In this age of take out and hurried cooking making your own stock may seem like a bother, but your meals will have greater flavor and nourishment if you do!

The preparation of this nourishing mineral rich broth requires no fancy equipment or culinary skills.  It is a recipe we appreciate for it’s ease of simplicity, wholesome monkish frugality and great flavor.  All the ingredients are very rough chopped into large chunks, and allowed to simmer for a few hours.  The result is a sweet tasting, aromatic broth.  It’s just that easy.

Vegetable stocks tend to have less body and texture due to the lack of gelatin and fat, but with the combination of sweet potatoes, garlic and leeks, this broth is unapologetic fresh, nourishing and delicious.  The addition of the kombu adds valuable trace minerals to this exceptional vegetable broth.  (Kombu is available in the asian section of most grocery stores.)

We load our pantry with this mineral broth during fasting seasons and it is the base for almost everything we cook from rice, to lentil soup to minestrone.

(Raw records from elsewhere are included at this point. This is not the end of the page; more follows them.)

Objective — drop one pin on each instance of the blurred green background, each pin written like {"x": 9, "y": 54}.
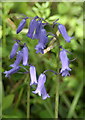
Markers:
{"x": 15, "y": 88}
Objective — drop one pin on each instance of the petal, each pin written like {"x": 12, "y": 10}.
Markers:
{"x": 41, "y": 81}
{"x": 43, "y": 37}
{"x": 40, "y": 47}
{"x": 25, "y": 56}
{"x": 64, "y": 60}
{"x": 21, "y": 26}
{"x": 14, "y": 49}
{"x": 38, "y": 30}
{"x": 18, "y": 59}
{"x": 32, "y": 27}
{"x": 33, "y": 75}
{"x": 12, "y": 71}
{"x": 44, "y": 93}
{"x": 65, "y": 73}
{"x": 64, "y": 33}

This recipe is inspired and adapted from The Cancer Fighting Kitchen : Nourishing Big-Flavor Recipes for Cancer Treatment and Recovery by Rebecca Katz who says, “This rejuvenating liquid, chock-full of magnesium, potassium, and sodium, allows the body to refresh and restore itself.”

 

Vegetable . Mineral . Broth

Ingredients

As always, source the best ingredients available and affordable to you.  Organic is the best option since this recipe calls for the peels of the vegetables – since that is where many minerals reside, but it is also where pesticide residues can be found.

  • 1 pound unpeeled carrots, cut into thirds
  • 1 unpeeled yellow onion, cut into chunks
  • 1 unpeeled red onion, cut into chunks
  • 2 leeks, white and green parts, cut into thirds
  • 1 bunch celery, including the heart, cut into thirds
  • 4 unpeeled red potatoes, quartered
  • 3 unpeeled sweet potatoes, quartered
  • 1 unpeeled garnet yam, quartered
  • 1 head garlic, halved
  • 1 bunch fresh flat-leaf parsley
  • 1 8-inch strip of kombu or Nori
  • 10 black peppercorns
  • 4 whole allspice or juniper berries
  • 1 bay leaf
  • 8 quarts cold, unfiltered water 1 teaspoon sea salt (to taste)

 Preparation

Rinse all of the vegetables well, including the kombu. In a 12-quart or larger stockpot, combine all of the ingredients with the water (2 inches below the rim), cover, and bring to a boil.

Decrease the heat to low, and simmer, for about least 2 hours. As the broth simmers, some of the water will evaporate; add more if the vegetables begin to peek out. Simmer until the full richness of the vegetables can be tasted. Strain the broth through a large, coarse-mesh sieve add salt to taste. The strained solids can be composted.

Let cool to room temperature before refrigerating or freezing.

You can drink this warm from a cup like tea or use it as the base for soups and rice.